Later, George and I took a stroll on the boardwalk which extends about 1.5 miles along the St. Lawrence.
And….I finally found my moose!
As we were relaxing in Joy, Tony and Jenny came over to tell us the news…..a bridge on the road we have to take to return to the mainland (the only road) has a crack in it and the bridge has been closed indefinitely! That means that we, along with all the people here, are stranded. There is no other way out. It makes you realize how isolated we are here. The red X marks the closed bridge spot…(We are near Havre-Saint-Pierre.)
Not knowing how many more days we will be here, we checked again about a boat tour.
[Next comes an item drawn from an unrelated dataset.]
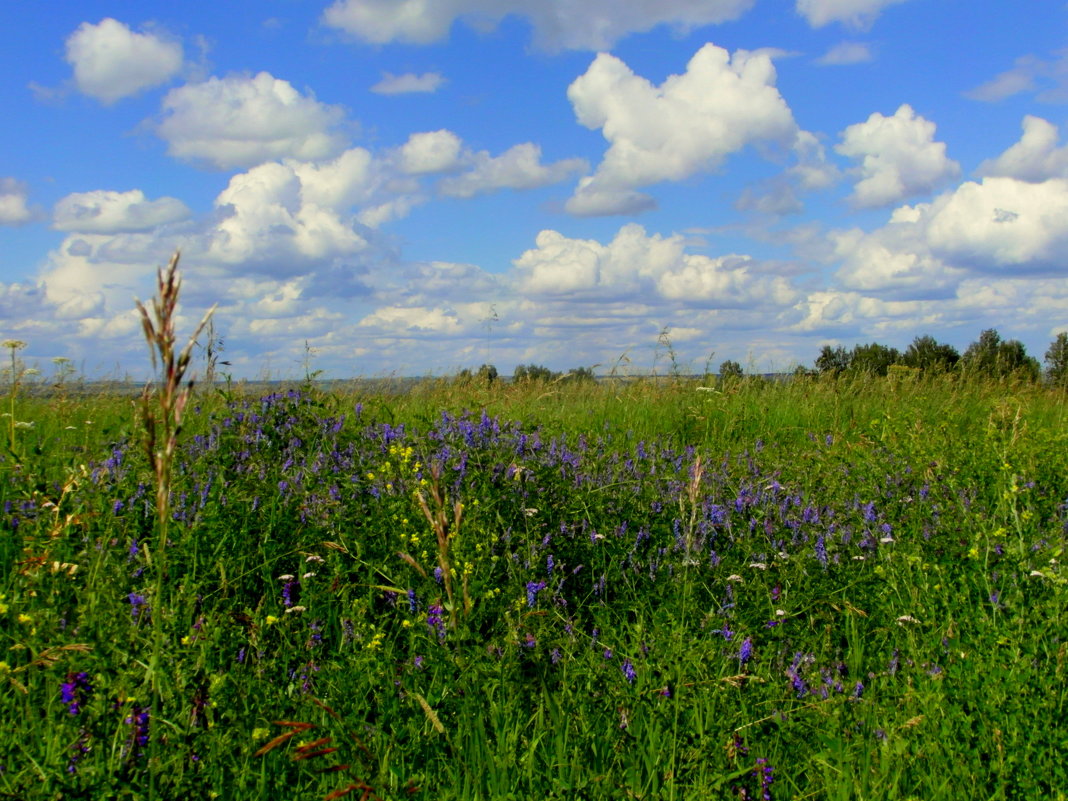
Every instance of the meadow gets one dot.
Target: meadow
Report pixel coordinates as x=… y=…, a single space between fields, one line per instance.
x=646 y=590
We had one lined up until we found out the boat captain lives on the other side of the bridge and can’t get here!
In any case, we have plenty of food and water, although the news media here has already raised the alarm for expected shortages, and for people (mostly First Nation people) needing dialysis and other healthcare who are at risk.
And, we are well-stocked with wine and beer. We bought an interesting lindenberry liquer from the distillery the other day from which we will make Aperol Spritzes this summer. If we get desparate, we can even open it while stranded!
George also bought this interesting-looking beer – a French Kiss (literally) beer
DINNER: My turn. We started with whelks, fresh from the Gulf of St. Lawrence. At the fish store, they told us to eat them raw, as they are in a sea-water brine. Jenny googled it and found out that some people put vinegar on them. So, we had them 3 ways – 1) plain, 2) with a cocktail sauce, and 3) with vinegar. Chewy and not very flavorful, but interesting to try…
We paired the whelks with this white wine. I just couldn’t resist the name on label!
The main course was huge, seared scallops that we bought at the seafood shop yesterday. I let Tony do the cooking, as he is experienced in cooking scallops being from Nova Scotia. He seared them just right. I made a garlic butter sauce to drizzle on top. Sides were baked potatoes and steamed peas. Wine was a Spanish tempranillo/cabernet. Being stranded is not so bad!